Will US Supreme Court Uphold Proposition 8?
A three-judge panel on Tuesday struck down Proposition 8, but the Thomas More Society predicts the U.S. Supreme Court will ultimately uphold the law.
Proposition 8 defines marriage as the union of one man and one woman and would prevent same-sex marriages in the Golden State. Proposition 8 did not deprive same-sex couples of any of the rights and privileges of marriage they are entitled to under California’s Domestic Partner Act.
The Thomas More Society, which represented the Family Research Council in defending Prop 8 in the Ninth Circuit, noted that Judge Stephen Reinhardt’s opinion purported to find a constitutionally relevant distinction between not extending rights to persons who had not previously enjoyed those rights and withdrawing rights from those who had, a distinction it says is of questionable constitutional relevance.

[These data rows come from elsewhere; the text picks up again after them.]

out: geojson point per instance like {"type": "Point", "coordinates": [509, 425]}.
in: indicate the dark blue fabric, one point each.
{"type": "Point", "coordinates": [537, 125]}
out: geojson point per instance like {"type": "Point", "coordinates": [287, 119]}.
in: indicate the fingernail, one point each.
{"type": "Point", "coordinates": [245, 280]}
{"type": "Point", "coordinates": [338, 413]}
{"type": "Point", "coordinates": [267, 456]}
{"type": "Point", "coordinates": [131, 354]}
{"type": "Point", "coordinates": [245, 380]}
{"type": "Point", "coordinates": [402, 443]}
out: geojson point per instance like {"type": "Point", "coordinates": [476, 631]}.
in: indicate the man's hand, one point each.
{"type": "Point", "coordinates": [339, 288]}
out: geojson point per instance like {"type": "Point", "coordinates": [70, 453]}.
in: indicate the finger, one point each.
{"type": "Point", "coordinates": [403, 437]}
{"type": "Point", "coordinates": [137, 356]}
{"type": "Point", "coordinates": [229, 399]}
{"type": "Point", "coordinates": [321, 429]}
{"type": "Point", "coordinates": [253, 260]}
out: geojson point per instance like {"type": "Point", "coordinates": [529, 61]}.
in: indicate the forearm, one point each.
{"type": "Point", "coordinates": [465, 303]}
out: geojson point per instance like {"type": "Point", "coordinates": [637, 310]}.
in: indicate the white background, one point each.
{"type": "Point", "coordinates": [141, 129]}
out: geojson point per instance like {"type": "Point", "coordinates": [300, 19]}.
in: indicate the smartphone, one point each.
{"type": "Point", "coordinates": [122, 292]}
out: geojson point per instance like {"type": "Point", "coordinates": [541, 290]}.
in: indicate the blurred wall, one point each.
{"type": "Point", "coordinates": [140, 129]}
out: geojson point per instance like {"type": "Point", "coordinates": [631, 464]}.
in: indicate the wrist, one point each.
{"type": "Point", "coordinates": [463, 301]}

Tony Perkins, president of the Family Research Council, said the panel’s split decision was disappointing but not surprising. The Hollywood-funded lawsuit, as he called it, seeks to impose San Francisco values on the entire country. As he sees it, this is not about constitutional governance but the insistence of a group of activists to force their will on their fellow citizens.
“This ruling substitutes judicial tyranny for the will of the people, who in the majority of states have amended their constitutions, as California did, to preserve marriage as the union of one man and one woman,” Perkins said. “However, we remain confident that in the end, the Supreme Court will reject the absurd argument that the authors of our Constitution created or even implied a ‘right’ to homosexual ‘marriage,’ and will instead uphold the right of the people to govern themselves.”